He's determined to present Jesus in a highly personal, highly relatable light. He does a great job and what he presents is important. But the fact that he does away with any sort of reverence for God is very troubling. There is a place to come before God as Father, speak to him personally and experience the rich personality Eldredge describes.

There is also a place to come before him in awe, recognizing his greatness and holiness. Both are taught by Scripture. Both are necessary for a complete faith. Both draw us closer to God and help us become who he wants us to be. The other side effect of Eldredge's highly personal presentation is that he winds up with a frighteningly low ecclesiology. At one point he briefly affirms that going to church is important, both those words ring hollow compared to the rest of the book. He spends a lot of time attacking the church and winds up a faith that is very much "just me and Jesus.
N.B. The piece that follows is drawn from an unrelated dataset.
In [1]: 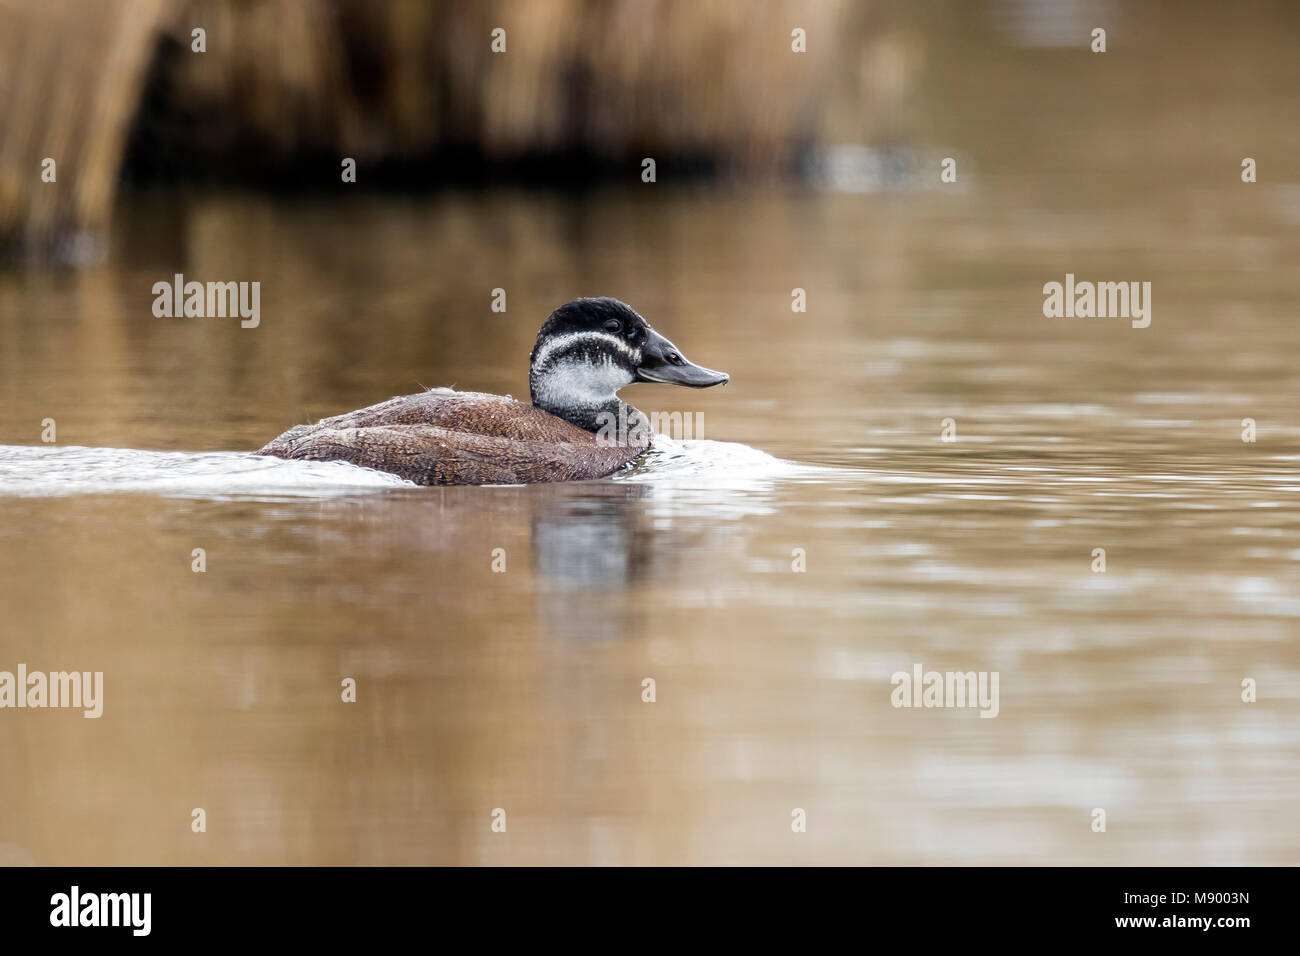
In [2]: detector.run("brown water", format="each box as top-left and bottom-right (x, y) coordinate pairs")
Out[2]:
(3, 7), (1300, 863)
I believe that Scripture quite clearly teaches that we find that personal relationship with God only within God's covenant family. The church is not a nice add on as Eldredge presents it. It is essential. There are a couple other minor problems with the book. First, it's not very Trinitarian. Eldredge frequently confuses the different persons and roles of the Trinity, which is a bit shocking considering this has been a strength of his in previous work.

Second, his instance on The Message as a legitimate and at times superior Bible translation is pretty disturbing. I'm fine with people reading The Message but it's simply inaccurate to consider it a translation.


It's not. It's a loose paraphrase that is really Eugene Peterson's interpretation of Scripture rather than Scripture itself. If that's understood by the people reading it, I have no problem. Eldredge clearly fails to understand this and winds up presenting it in a way that will lead other people astray. At the end of the day, I'm glad I read the book.